Oleanolic Acid Acetate Alleviates Symptoms of Experimental Autoimmune Encephalomyelitis in Mice by Regulating Toll-Like Receptor 2 Signaling

Toll-like receptor 2 (TLR2) is expressed by several immune cells in the central nervous system and plays an important role in neuroinflammation. Moreover, TLR2 up-regulation has been reported in multiple sclerosis (MS) patients and in experimental autoimmune encephalomyelitis (EAE), a mouse model for multiple sclerosis. Therefore, finding a drug that modulates TLR2 signaling is important for MS treatment. Oleanolic acid acetate (OAA) has anti-inflammatory and immunomodulatory effects. Hence, this study aimed to examine the effects of OAA on TLR2 signaling and neuroinflammation in EAE. EAE was induced in C57/BL6 mice using synthesized myelin oligodendrocyte glycoprotein (MOG) 35-55 peptide, and OAA was administered every day. Hind limb paralysis and inflammatory cell infiltration were observed in the spinal cords of EAE model mice. Moreover, T-cell proliferation was significantly stimulated in splenic cells from EAE model mice.

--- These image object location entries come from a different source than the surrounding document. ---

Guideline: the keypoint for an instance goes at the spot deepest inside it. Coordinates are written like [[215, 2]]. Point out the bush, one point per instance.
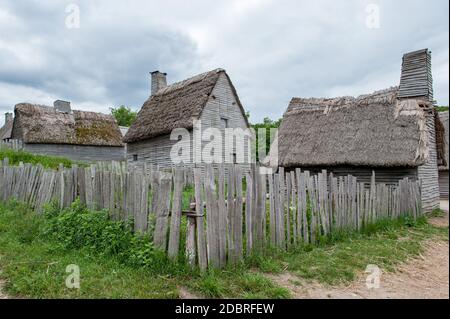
[[78, 228], [15, 157]]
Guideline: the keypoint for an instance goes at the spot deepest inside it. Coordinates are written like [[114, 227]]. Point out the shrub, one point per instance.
[[78, 228]]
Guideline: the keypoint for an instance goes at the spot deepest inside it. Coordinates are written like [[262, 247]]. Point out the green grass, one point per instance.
[[35, 251], [341, 259], [115, 263], [15, 157]]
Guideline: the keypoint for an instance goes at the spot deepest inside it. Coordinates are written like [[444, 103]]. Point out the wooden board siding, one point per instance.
[[443, 184], [388, 176], [154, 151], [221, 104], [428, 173], [78, 152]]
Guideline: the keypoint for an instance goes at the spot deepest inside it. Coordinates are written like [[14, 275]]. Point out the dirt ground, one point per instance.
[[424, 277]]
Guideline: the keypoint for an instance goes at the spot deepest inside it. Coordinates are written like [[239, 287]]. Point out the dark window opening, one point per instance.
[[224, 122]]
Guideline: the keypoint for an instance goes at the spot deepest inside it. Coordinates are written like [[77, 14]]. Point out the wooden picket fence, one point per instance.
[[233, 214], [12, 144]]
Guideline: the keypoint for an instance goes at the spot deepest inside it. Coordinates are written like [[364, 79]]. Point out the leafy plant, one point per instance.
[[123, 115]]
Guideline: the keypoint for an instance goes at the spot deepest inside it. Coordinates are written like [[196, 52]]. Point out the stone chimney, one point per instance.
[[8, 117], [158, 81], [62, 106]]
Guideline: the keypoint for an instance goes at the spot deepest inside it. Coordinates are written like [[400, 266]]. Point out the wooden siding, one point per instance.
[[222, 104], [78, 152], [388, 176], [428, 173], [416, 79], [443, 184]]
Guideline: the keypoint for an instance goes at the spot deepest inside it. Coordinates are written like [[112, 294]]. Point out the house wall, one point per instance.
[[389, 176], [428, 173], [78, 152], [221, 104]]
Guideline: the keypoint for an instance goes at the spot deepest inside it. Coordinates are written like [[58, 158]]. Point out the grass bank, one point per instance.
[[115, 263], [15, 157]]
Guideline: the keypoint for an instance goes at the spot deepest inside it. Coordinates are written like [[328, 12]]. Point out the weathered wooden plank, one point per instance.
[[162, 213], [222, 227], [175, 220], [248, 214], [212, 221], [200, 223], [238, 215], [190, 240]]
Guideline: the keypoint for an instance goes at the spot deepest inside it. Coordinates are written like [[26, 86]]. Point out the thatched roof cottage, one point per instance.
[[6, 129], [442, 140], [208, 98], [391, 132], [61, 131]]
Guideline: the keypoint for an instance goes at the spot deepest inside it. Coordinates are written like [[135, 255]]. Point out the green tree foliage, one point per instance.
[[266, 124], [124, 115]]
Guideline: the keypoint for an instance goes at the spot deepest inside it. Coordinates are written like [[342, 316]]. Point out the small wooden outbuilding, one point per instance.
[[443, 165], [61, 131], [6, 129], [391, 132]]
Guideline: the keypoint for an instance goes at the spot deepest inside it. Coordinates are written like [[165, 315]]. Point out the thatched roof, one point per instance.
[[442, 138], [175, 106], [5, 131], [375, 130], [38, 124]]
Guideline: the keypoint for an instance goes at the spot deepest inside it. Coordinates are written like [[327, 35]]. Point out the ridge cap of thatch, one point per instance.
[[181, 84]]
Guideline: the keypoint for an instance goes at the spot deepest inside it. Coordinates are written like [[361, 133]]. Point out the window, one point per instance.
[[224, 122]]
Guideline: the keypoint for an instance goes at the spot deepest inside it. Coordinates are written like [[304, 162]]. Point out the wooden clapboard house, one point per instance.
[[208, 98], [61, 131], [391, 132], [442, 140]]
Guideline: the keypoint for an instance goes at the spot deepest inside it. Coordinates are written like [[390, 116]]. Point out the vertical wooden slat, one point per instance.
[[200, 223], [175, 219]]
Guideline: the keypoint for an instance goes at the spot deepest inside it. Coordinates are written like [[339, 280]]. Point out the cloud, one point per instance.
[[273, 50]]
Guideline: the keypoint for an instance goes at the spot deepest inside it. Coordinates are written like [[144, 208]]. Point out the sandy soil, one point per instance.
[[426, 276]]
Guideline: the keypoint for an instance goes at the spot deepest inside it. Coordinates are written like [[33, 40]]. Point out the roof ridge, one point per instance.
[[193, 79]]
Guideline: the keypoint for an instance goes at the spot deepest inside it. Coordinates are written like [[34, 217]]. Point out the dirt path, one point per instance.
[[426, 276]]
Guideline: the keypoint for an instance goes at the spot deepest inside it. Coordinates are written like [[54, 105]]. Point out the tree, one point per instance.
[[124, 115], [267, 124]]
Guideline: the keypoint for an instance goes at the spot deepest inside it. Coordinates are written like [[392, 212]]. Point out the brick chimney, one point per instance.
[[62, 106], [8, 117], [158, 81]]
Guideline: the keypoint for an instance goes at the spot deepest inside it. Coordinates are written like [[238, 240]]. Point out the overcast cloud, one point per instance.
[[273, 50]]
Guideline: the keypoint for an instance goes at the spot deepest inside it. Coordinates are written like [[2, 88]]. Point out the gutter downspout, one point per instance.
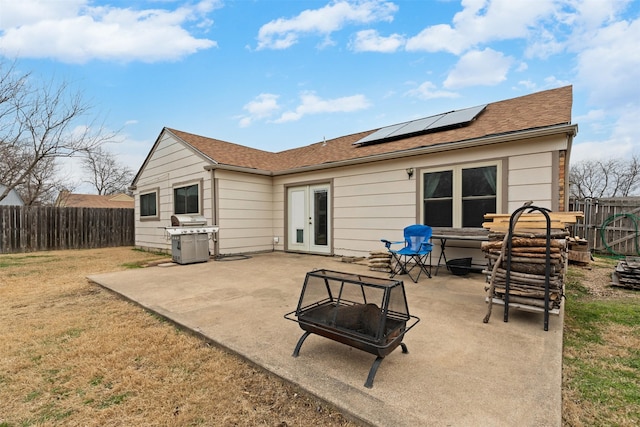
[[214, 210]]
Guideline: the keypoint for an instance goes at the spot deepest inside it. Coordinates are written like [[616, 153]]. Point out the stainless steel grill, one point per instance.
[[190, 238]]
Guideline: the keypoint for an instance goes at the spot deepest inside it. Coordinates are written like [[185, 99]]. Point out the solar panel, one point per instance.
[[457, 117], [424, 125], [380, 133]]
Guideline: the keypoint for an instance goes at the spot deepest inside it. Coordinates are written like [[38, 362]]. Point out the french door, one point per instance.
[[308, 220]]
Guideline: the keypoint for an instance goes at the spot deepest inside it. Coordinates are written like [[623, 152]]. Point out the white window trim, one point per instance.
[[150, 217], [457, 186], [188, 184]]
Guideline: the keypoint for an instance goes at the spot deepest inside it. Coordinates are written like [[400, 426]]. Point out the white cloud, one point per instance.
[[371, 41], [482, 21], [312, 104], [479, 67], [282, 33], [74, 32], [427, 90], [611, 74], [263, 106]]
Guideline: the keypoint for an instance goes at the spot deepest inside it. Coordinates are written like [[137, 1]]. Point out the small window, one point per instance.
[[460, 196], [149, 204], [186, 200]]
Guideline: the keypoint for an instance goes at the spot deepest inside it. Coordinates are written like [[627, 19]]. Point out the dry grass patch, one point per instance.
[[75, 354]]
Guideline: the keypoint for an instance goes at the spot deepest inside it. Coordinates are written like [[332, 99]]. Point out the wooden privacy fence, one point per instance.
[[610, 225], [29, 228]]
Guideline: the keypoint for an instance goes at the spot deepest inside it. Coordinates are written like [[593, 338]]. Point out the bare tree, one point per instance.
[[605, 178], [39, 123], [106, 174]]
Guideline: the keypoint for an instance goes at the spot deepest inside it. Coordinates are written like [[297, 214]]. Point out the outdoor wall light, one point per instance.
[[409, 172]]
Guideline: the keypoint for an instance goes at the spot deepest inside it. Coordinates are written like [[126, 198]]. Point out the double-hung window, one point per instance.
[[460, 196], [149, 205], [186, 200]]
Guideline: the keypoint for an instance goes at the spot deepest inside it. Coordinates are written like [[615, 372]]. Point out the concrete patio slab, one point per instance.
[[459, 371]]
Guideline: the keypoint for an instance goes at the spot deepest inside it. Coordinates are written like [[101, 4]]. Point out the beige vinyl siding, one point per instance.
[[171, 164], [530, 179], [377, 200], [371, 205], [245, 212]]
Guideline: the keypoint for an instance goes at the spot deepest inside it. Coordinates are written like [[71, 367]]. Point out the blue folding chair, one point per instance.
[[414, 253]]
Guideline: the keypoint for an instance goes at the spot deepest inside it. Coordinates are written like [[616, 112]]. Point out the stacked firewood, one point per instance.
[[380, 261], [627, 274], [527, 274]]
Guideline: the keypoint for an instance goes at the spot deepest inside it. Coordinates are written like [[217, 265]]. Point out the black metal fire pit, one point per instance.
[[367, 313]]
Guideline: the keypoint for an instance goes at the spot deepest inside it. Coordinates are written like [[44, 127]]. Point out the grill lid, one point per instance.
[[180, 220]]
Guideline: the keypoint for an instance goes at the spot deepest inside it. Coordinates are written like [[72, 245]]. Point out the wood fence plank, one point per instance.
[[37, 228]]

The expression of pro-inflammatory cytokines in the spinal cord was up-regulated, and their serum protein levels were also increased in EAE model mice. Furthermore, up-regulation of TLR2 and downstream signaling molecules was observed in the spinal cord. All these pathological changes were reversed by OAA treatment. Thus, based on our results in EAE, OAA might be a promising therapeutic agent and the TLR signaling pathway a useful therapeutic target for multiple sclerosis.